Japan corporate capex, profits sag as COVID impact bites

TOKYO (Reuters) - Japanese companies cut spending on plant and equipment in July-September for a second straight quarter as the coronavirus hit private sector demand, keeping policymakers under pressure to deploy large stimulus to respond to the pandemic.

FILE PHOTO: An employee wearing a protective face mask and face guard works on the automobile assembly line as the maker ramps up car production with new security and health measures as a step to resume full operations, during the outbreak of the coronavirus disease (COVID-19), at Kawasaki factory of Mitsubishi Fuso Truck and Bus Corp., owned by Germany-based Daimler AG, in Kawasaki, south of Tokyo, Japan May 18, 2020. REUTERS/Issei Kato/File Photo

Weakening capital spending is likely to worry the government, which is counting on private demand to help the world’s third-largest economy recover from the deepest postwar slump caused by the health crisis.

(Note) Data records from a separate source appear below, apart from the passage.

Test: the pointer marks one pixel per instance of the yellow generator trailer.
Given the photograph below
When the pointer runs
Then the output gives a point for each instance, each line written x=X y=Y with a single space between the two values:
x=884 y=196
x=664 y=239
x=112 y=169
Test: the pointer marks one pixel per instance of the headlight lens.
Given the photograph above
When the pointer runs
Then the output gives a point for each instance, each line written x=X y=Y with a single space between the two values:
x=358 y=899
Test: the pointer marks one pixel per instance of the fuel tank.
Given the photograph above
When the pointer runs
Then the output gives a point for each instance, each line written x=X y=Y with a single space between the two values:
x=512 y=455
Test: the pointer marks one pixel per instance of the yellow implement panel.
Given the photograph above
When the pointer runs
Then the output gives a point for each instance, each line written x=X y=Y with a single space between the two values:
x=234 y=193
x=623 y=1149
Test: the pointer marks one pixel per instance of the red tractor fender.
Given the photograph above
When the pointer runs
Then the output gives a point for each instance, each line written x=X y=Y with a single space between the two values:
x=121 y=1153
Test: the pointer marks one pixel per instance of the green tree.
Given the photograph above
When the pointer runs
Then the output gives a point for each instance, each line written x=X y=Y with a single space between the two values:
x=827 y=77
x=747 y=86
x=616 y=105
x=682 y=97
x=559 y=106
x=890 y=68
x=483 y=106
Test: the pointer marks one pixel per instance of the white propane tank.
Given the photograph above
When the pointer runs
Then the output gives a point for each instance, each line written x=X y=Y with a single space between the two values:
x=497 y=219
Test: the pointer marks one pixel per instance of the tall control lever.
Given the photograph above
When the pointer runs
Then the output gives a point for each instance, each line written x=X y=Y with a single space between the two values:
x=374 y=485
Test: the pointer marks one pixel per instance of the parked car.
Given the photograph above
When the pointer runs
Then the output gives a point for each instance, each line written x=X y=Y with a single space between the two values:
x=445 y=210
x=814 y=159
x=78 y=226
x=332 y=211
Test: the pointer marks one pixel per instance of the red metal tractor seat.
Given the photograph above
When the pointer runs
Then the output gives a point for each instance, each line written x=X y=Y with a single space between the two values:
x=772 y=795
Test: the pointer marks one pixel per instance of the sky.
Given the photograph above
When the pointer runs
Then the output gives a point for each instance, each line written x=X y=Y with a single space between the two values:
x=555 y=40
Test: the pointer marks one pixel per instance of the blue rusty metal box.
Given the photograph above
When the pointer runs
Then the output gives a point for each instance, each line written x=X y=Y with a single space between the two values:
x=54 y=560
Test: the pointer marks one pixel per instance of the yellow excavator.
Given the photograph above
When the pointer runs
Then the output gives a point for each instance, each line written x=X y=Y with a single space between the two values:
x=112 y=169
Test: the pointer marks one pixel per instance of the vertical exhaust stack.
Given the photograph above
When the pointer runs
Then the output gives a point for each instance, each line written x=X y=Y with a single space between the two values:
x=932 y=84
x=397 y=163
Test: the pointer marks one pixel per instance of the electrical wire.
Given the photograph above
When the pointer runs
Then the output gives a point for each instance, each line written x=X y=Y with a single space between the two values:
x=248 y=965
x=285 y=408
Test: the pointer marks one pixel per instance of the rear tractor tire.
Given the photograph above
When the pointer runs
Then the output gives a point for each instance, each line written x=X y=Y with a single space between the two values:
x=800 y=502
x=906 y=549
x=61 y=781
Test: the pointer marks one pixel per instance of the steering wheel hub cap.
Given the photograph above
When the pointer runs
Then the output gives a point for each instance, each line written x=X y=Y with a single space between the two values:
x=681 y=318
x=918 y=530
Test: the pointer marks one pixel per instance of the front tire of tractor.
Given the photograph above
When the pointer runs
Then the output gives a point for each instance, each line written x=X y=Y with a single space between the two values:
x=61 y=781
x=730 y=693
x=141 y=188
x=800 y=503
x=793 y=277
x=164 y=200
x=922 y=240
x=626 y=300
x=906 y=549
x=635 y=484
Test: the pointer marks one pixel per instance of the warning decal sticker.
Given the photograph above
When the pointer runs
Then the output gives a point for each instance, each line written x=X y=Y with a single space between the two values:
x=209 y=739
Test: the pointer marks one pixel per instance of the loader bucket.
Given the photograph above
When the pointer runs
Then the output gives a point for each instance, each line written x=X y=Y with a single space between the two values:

Ministry of Finance data out on Tuesday showed Japanese firms’ capital expenditure fell 10.6% in July-September from the same period in the year before, following a decline of 11.3% in the previous quarter.

On the quarter, seasonally-adjusted capital spending fell 1.2%, less than the prior quarter’s 7.1% drop and smaller than the 3.4% capex component in preliminary GDP readings for the quarter.

Corporate ordinary profits fell 28.4% in July-September from the same period a year before, after nearly halving in the April-June quarter year-on-year. It was the sixth straight quarter of decline.

While the contraction points to challenging conditions, some analysts say the capex data suggests upward revision to third-quarter gross domestic product (GDP) data due 2350 GMT Dec. 7, after preliminary estimates showed the economy expanded an annualised 21.4%.

Separate data painted a mixed picture on Japan’s job market. The jobless rate rose to 3.1% in October from the prior month’s 3.0%, while the job availability rose to 1.04 from the prior month’s 1.03, up for the first time in 1-1/2 years.

“This attests to the global manufacturing-centred economic recovery,” said Hiroaki Muto, an assistant general manager at Sumitomo Life Insurance Co.

“Attention should be paid to the impact of a service-sector slowdown over the winter going into the start of next year.”

To cope with the virus pain, ruling party lawmakers have sought an extra budget of 20 trillion-to-30 trillion yen ($190 billion-$290 billion) to fund new stimulus ordered by premier Yoshihide Suga.

“Steps are needed to both make up for the loss of demand as well as to create future-oriented investment in areas like digital transformation and green society to boost capital expenditure,” said Takeshi Minami, chief economist at Norinchukin Research Institute.